COPENHAGUE, Danemark -- En 2021, Marie Watson, une streameuse danoise de jeux vidéo en direct, a reçu une photo d'elle-même provenant d'un compte Instagram inconnu.
Elle a immédiatement reconnu la photo de vacances sur son compte Instagram, mais quelque chose clochait : ses vêtements avaient été numériquement supprimés pour la faire apparaître nue. C’était un deepfake .
« J’étais tellement bouleversée », se souvient Watson. « J’ai éclaté en sanglots, parce que soudain, je me suis retrouvée nue. »
Au cours des quatre années qui ont suivi son expérience, les deepfakes — images, vidéos ou enregistrements audio ultra-réalistes générés par intelligence artificielle à partir de personnes ou d'événements réels — sont devenus non seulement plus faciles à réaliser dans le monde entier, mais aussi d'un réalisme exponentiellement supérieur. Ceci est dû aux progrès technologiques et à la prolifération d'outils d'IA générative, notamment les outils de génération vidéo d'OpenAI et de Google.
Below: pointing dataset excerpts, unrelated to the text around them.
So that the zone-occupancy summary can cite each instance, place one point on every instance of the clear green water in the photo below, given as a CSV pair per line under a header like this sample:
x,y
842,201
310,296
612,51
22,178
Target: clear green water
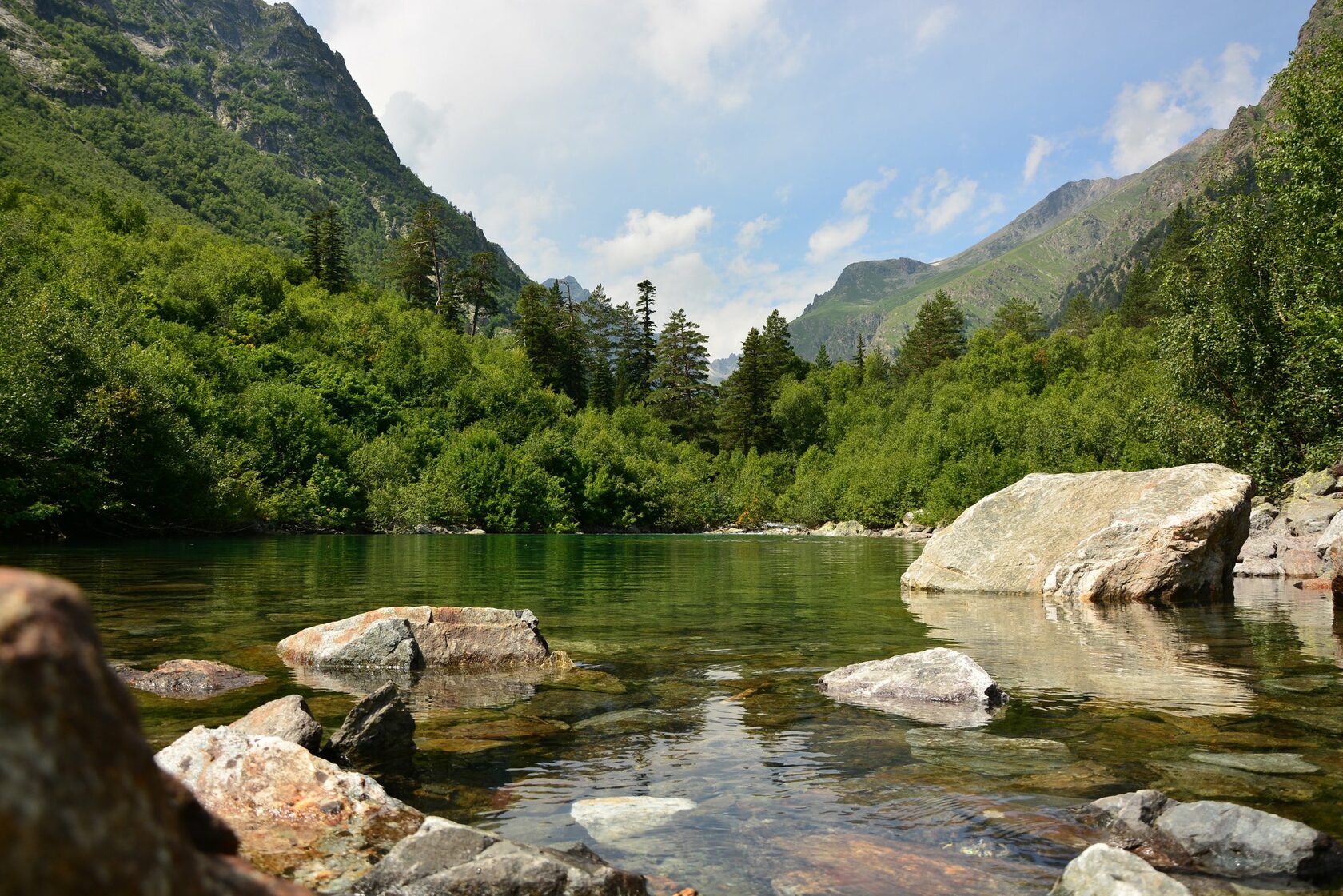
x,y
711,647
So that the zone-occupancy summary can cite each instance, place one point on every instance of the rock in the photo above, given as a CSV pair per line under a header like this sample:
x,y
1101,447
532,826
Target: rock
x,y
612,818
377,734
1104,870
189,679
1317,484
938,685
444,858
1217,837
1154,535
474,639
1268,763
1311,516
288,719
296,814
987,754
84,809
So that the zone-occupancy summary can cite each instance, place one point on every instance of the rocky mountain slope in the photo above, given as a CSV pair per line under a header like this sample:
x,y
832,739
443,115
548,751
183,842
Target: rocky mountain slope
x,y
229,112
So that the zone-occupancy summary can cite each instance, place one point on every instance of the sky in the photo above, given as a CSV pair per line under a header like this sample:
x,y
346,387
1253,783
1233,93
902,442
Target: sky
x,y
739,153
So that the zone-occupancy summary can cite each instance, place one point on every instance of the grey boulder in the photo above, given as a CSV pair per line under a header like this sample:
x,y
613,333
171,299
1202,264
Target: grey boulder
x,y
444,858
1151,535
1106,870
938,687
288,719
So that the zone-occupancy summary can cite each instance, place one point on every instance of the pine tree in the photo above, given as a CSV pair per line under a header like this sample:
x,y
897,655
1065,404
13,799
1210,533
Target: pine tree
x,y
681,392
938,335
744,410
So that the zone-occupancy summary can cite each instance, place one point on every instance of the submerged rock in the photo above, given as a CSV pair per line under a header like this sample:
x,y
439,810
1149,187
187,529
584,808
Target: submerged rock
x,y
470,639
938,687
1104,870
288,719
189,679
296,814
1154,535
84,809
377,734
612,818
1217,838
444,858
Ces outils permettent à des millions d'utilisateurs de diffuser facilement du contenu, y compris à des fins malveillantes, allant de la représentation de célébrités comme Taylor Swift et Katy Perry à la perturbation d'élections et à l'humiliation d'adolescents et de femmes.
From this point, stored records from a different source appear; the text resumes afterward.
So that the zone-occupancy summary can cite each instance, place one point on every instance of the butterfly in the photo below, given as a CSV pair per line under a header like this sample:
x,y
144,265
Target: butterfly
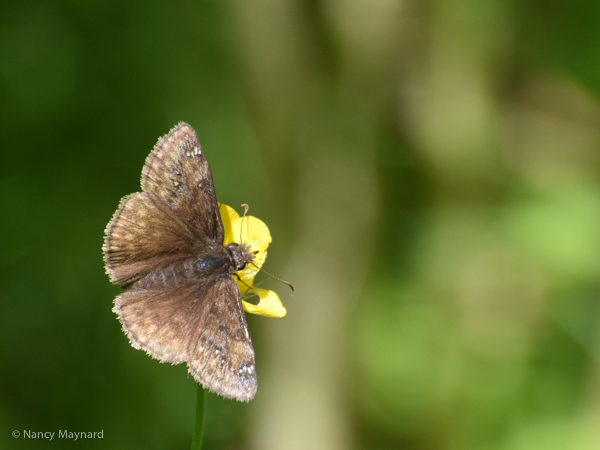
x,y
164,245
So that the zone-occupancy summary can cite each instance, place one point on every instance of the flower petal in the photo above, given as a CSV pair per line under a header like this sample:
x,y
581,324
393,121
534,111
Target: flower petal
x,y
269,304
255,234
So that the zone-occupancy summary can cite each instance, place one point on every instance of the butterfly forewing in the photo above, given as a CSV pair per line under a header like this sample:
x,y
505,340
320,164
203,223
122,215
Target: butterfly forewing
x,y
177,173
166,245
142,236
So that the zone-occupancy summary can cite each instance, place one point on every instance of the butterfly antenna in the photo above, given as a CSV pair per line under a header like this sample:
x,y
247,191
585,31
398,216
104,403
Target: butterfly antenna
x,y
241,281
290,285
246,208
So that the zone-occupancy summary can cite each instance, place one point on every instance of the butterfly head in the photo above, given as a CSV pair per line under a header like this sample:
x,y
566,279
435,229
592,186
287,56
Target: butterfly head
x,y
240,255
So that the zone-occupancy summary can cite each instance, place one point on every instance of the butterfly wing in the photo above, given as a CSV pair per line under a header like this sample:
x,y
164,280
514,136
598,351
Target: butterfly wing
x,y
202,324
175,217
143,236
177,173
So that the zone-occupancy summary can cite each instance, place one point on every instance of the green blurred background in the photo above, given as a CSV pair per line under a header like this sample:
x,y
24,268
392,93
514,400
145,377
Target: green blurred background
x,y
430,175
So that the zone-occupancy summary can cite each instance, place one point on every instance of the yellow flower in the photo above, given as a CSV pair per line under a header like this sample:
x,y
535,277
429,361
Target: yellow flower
x,y
256,235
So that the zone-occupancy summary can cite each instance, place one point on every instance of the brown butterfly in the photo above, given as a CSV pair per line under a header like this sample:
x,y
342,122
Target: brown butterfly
x,y
164,245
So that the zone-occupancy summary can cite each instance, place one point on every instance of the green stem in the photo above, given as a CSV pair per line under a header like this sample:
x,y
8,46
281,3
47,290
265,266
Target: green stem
x,y
199,427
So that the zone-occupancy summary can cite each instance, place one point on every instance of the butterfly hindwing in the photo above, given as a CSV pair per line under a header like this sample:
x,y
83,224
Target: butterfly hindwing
x,y
202,324
221,353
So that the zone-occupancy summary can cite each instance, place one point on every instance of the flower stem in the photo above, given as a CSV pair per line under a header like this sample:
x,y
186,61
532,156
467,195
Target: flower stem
x,y
199,427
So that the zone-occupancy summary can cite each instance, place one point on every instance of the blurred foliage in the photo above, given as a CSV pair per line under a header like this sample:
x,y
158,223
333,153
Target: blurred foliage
x,y
430,175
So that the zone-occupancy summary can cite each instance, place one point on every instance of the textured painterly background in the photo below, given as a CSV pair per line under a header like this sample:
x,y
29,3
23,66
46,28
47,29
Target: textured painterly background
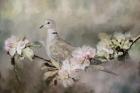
x,y
78,22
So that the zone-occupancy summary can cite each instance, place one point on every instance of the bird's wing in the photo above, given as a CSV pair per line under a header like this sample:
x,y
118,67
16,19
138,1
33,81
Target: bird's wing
x,y
61,50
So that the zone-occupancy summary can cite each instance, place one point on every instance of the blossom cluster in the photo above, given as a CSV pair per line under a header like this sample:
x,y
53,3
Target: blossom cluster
x,y
15,46
77,62
111,47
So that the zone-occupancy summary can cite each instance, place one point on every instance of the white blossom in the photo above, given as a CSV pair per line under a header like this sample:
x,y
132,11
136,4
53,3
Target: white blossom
x,y
71,66
14,45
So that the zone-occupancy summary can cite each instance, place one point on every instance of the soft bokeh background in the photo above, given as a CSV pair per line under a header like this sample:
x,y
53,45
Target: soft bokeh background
x,y
78,22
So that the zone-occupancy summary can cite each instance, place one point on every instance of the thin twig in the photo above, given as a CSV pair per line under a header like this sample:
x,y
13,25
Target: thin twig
x,y
36,56
15,70
47,63
134,41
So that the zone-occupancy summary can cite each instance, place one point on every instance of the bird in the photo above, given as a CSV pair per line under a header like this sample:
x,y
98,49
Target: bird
x,y
57,48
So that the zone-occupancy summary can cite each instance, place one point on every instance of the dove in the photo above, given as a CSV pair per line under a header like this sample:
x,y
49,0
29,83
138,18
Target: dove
x,y
57,48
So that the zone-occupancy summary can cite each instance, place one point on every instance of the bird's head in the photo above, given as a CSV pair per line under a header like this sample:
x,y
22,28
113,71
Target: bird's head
x,y
49,24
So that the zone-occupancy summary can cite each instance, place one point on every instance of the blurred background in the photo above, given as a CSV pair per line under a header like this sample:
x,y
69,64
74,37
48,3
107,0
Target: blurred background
x,y
78,22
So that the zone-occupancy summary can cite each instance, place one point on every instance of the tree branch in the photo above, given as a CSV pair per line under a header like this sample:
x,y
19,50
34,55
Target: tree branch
x,y
134,41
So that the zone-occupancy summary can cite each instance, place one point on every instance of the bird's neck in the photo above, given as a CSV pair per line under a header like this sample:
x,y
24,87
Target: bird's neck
x,y
52,34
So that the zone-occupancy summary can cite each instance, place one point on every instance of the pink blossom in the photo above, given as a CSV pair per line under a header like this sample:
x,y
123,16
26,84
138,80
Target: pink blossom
x,y
84,52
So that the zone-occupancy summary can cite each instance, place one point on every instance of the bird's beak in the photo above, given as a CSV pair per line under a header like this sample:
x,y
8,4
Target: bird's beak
x,y
41,26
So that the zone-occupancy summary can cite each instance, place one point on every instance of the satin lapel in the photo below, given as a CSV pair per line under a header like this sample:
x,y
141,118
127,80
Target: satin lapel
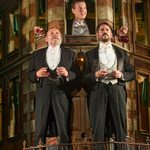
x,y
63,58
44,58
95,60
119,58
En réponse, le Danemark cherche à protéger les citoyens danois, ainsi que les artistes et interprètes dont l'apparence ou la voix pourraient être imitées et diffusées sans leur autorisation. Un projet de loi, qui devrait être adopté début 2024, modifierait la loi sur le droit d'auteur en interdisant la diffusion de deepfakes afin de protéger les caractéristiques personnelles des citoyens – telles que leur apparence ou leur voix – contre toute imitation et diffusion en ligne non consentie.
Si elle était adoptée, cette loi conférerait aux citoyens danois les droits d'auteur sur leur image. En théorie, ils pourraient alors exiger des plateformes en ligne le retrait des contenus diffusés sans leur autorisation. La loi autoriserait toujours les parodies et la satire, mais les modalités d'application restent floues.
Selon des experts et des responsables, la législation danoise figurerait parmi les mesures les plus importantes jamais prises par un gouvernement pour lutter contre la désinformation véhiculée par les deepfakes.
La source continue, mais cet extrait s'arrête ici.